A hockey player is standing on his skates on a frozen pond when an opposing player, moving with a uniform speed of 2.0 m/s, skates by with the puck. After 2.00 s, the first player makes up his mind to chase his opponent. If he accelerates uniformly at 0.10 m/s2, determine each of the following.
(a) How long does it take him to catch his opponent? (Assume the player with the puck remains in motion at constant speed.)
(b) How far has he traveled in that time?
I am confused on how to get 2 relating equations to find the time.
The go the same distance.
distance1=2(t)
distance2=1/2 *.1(t-2)^2
set them equal, solve fodr time t. This is the time after initial passing.
solve for distance.
I solved for time, did the quadratic & got 43.9 seconds. I used that to get a distance of 96.4 meters. The program said that they are both incorrect (might be due to significant figures) so I'm not sure where I went wrong.

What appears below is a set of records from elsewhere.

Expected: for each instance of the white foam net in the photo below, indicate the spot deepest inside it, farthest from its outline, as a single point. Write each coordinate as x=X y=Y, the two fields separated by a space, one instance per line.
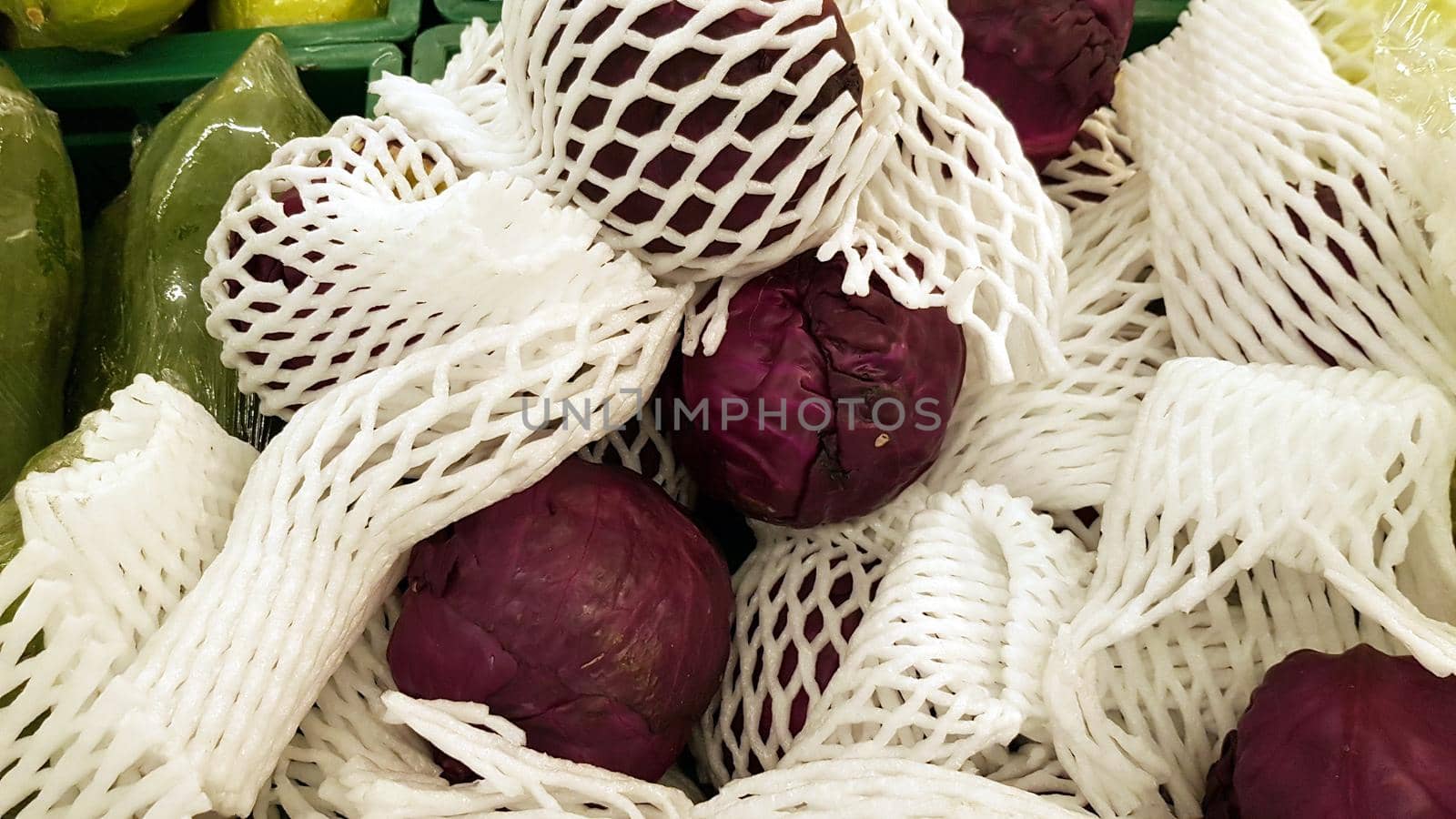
x=682 y=164
x=1096 y=167
x=346 y=723
x=113 y=542
x=375 y=464
x=513 y=778
x=946 y=661
x=1057 y=442
x=956 y=216
x=874 y=789
x=1259 y=509
x=1276 y=228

To solve this problem, you can use the equations of motion. There are two relevant equations that you can use:
1. vf = vi + at
This equation relates the final velocity (vf), initial velocity (vi), acceleration (a), and time (t).
2. d = vit + (1/2)at^2
This equation relates the displacement (d), initial velocity (vi), acceleration (a), and time (t).
In this case, let's assume the initial velocity of the first player (chasing player) to be zero (since he is initially stationary). The velocity of the player with the puck is given as 2.0 m/s, and the acceleration of the chasing player is 0.10 m/s^2.

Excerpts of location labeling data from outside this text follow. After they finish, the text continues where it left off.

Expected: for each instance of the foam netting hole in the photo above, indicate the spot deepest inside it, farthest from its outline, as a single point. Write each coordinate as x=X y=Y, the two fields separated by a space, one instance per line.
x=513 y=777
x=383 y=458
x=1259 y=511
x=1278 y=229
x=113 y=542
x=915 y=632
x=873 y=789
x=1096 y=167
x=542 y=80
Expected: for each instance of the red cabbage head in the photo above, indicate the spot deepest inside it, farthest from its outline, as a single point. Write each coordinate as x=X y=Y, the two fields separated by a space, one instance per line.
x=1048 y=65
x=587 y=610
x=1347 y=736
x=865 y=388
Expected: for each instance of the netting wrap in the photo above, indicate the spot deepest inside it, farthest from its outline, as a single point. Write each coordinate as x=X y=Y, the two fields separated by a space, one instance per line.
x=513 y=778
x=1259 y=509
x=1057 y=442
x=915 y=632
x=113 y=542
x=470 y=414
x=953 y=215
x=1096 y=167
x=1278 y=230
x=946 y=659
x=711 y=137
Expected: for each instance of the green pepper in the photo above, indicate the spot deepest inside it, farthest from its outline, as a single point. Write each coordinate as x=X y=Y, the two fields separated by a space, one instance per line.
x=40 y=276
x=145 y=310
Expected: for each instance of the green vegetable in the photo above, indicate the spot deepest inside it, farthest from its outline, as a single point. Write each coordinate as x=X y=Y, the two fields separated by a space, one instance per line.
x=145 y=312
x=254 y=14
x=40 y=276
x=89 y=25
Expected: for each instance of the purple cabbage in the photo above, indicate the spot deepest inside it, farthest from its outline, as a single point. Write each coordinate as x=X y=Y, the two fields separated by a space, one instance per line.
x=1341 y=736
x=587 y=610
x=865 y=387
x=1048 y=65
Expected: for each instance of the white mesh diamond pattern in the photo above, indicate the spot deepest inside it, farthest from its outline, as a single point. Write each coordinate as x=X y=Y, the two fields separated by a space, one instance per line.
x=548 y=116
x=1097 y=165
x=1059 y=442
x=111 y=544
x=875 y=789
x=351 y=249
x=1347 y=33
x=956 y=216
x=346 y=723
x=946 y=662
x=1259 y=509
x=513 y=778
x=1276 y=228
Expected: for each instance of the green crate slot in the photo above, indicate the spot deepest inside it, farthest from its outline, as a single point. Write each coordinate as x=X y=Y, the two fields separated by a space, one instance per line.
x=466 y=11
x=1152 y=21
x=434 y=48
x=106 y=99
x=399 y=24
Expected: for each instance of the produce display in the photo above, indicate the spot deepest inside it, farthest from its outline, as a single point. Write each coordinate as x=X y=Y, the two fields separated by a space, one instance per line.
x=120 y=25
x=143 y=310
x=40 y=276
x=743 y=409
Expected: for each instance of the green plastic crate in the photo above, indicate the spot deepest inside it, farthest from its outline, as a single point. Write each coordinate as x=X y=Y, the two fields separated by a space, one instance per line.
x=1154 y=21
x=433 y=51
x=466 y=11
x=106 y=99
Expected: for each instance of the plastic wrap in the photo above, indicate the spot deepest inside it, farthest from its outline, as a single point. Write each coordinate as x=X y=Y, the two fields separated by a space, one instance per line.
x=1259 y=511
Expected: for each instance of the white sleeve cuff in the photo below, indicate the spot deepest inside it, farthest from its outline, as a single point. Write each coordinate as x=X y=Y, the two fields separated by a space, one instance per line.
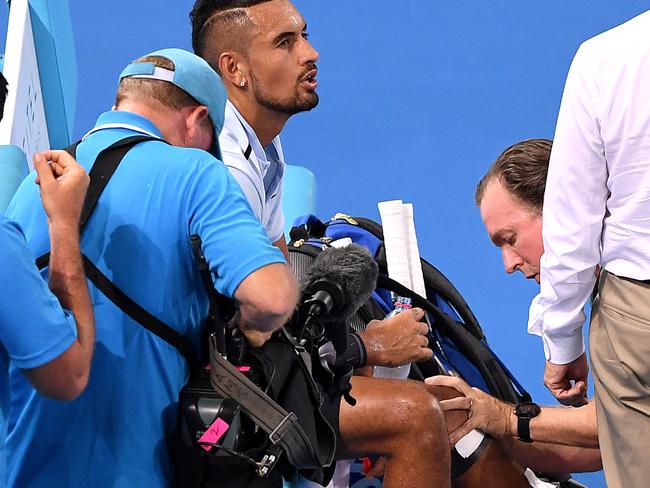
x=563 y=349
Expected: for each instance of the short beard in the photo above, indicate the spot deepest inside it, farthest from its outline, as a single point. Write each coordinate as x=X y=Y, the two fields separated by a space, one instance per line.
x=288 y=107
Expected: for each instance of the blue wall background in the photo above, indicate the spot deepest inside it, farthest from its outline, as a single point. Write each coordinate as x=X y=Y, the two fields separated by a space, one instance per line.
x=417 y=98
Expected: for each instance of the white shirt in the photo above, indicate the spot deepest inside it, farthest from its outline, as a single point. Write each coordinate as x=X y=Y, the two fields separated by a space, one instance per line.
x=597 y=200
x=260 y=175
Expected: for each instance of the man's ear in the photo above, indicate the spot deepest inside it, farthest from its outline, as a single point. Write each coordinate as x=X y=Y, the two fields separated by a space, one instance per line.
x=200 y=132
x=233 y=69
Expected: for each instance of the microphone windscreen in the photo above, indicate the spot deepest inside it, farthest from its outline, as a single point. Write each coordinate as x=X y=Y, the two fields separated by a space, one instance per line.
x=353 y=269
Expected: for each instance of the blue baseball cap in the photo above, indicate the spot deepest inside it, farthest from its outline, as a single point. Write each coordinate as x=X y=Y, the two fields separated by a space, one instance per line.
x=195 y=77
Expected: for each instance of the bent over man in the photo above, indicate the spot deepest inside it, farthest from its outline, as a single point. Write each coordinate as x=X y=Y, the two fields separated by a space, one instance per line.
x=165 y=190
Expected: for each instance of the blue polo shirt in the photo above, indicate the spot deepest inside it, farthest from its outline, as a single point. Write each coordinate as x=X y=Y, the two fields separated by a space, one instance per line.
x=113 y=435
x=34 y=329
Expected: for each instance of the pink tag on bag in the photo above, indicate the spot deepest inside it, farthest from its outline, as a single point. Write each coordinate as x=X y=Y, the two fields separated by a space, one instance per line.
x=214 y=433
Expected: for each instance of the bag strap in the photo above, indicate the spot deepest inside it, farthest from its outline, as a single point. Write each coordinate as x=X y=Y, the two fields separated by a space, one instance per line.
x=103 y=169
x=282 y=427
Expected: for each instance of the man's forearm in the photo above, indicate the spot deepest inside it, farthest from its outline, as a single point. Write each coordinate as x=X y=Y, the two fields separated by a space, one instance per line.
x=552 y=458
x=67 y=281
x=562 y=425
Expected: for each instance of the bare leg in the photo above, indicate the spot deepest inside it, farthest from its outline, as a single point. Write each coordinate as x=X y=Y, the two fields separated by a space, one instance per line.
x=402 y=421
x=495 y=467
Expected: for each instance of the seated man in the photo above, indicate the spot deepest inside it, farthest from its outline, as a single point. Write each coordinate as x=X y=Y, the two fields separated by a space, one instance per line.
x=510 y=197
x=165 y=190
x=261 y=50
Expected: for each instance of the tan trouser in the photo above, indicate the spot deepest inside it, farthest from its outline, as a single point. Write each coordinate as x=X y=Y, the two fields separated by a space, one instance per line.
x=619 y=343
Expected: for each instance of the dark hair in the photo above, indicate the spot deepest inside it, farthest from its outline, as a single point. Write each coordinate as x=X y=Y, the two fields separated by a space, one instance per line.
x=522 y=169
x=221 y=14
x=3 y=94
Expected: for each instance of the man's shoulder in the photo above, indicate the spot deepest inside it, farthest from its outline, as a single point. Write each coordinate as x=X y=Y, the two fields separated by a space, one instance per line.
x=614 y=41
x=233 y=138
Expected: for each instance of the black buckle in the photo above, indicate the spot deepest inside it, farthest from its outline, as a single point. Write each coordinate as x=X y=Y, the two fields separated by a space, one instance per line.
x=269 y=461
x=282 y=428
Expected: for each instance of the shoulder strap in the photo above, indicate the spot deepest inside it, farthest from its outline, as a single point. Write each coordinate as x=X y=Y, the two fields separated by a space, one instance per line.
x=103 y=169
x=282 y=427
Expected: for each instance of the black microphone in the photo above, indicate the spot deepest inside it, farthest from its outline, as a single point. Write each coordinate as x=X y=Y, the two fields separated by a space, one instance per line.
x=340 y=280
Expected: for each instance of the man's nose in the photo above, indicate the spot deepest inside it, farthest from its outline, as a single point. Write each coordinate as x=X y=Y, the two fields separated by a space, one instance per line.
x=309 y=54
x=511 y=260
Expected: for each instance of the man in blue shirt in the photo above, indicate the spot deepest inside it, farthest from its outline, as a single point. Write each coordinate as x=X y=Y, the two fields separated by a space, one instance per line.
x=52 y=347
x=164 y=191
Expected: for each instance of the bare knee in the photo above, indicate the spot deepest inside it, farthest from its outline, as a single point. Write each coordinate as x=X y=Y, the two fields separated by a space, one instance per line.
x=423 y=416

(a) How long does it take him to catch his opponent?
Using equation 1, we can substitute the known values into the equation:
vf = vi + at
0 = (2.0 m/s) + (0.10 m/s^2)(t)
Now, solve for t:
0.10 m/s^2(t) = -2.0 m/s
t = -2.0 m/s / 0.10 m/s^2
t = -20 s/m^2
Since time cannot be negative in this context, we can conclude that the chasing player will never catch his opponent. There is no solution for this part of the question.
(b) How far has he traveled in that time?
Since the chasing player cannot catch his opponent, we do not need to calculate the distance traveled.
To solve this problem, we can use two key equations: the equation of motion for the first player and the equation for the relative velocity between the two players.
Let's take a look at the equation of motion for the first player:
1. Equation of motion: s = ut + (1/2)at^2
where:
s = distance traveled
u = initial velocity
t = time
a = acceleration
In this case, the initial velocity (u) of the first player is 0 m/s since he was initially stationary. The acceleration (a) is given as 0.10 m/s^2.
We need to find the time it takes for the first player to catch his opponent, so we set up the equation for the relative velocity between the two players:
2. Relative velocity equation: v_rel = v_opponent - v_first_player
where:
v_rel = relative velocity between the two players
v_opponent = velocity of the opponent (2.0 m/s)
v_first_player = velocity of the first player (initially 0 m/s, but increasing with time due to acceleration)
At the moment when the first player starts chasing his opponent (after 2.00 seconds), the opponent has already traveled a distance given by:
distance_opponent = v_opponent * (2.00 s)
To find out when the first player catches his opponent, we set up the equation:
distance_opponent = distance_first_player
v_opponent * (2.00 s) = v_first_player * t
Substituting the values we have:
2.0 m/s * (2.00 s) = 0 + (0.10 m/s^2) * t
From here, you can solve for the time (t). Simplifying the equation gives:
4.0 m = 0.10 m/s^2 * t
Now, divide both sides of the equation by 0.10 m/s^2:
t = 4.0 m / 0.10 m/s^2
t = 40 s
So, it will take the first player 40 seconds to catch his opponent.
To find the distance traveled by the first player in that time, we can use the equation of motion again:
s = ut + (1/2)at^2
Substituting the given values:
s = 0 * (40 s) + (1/2) * (0.10 m/s^2) * (40 s)^2
You can solve this equation to find the distance traveled (s).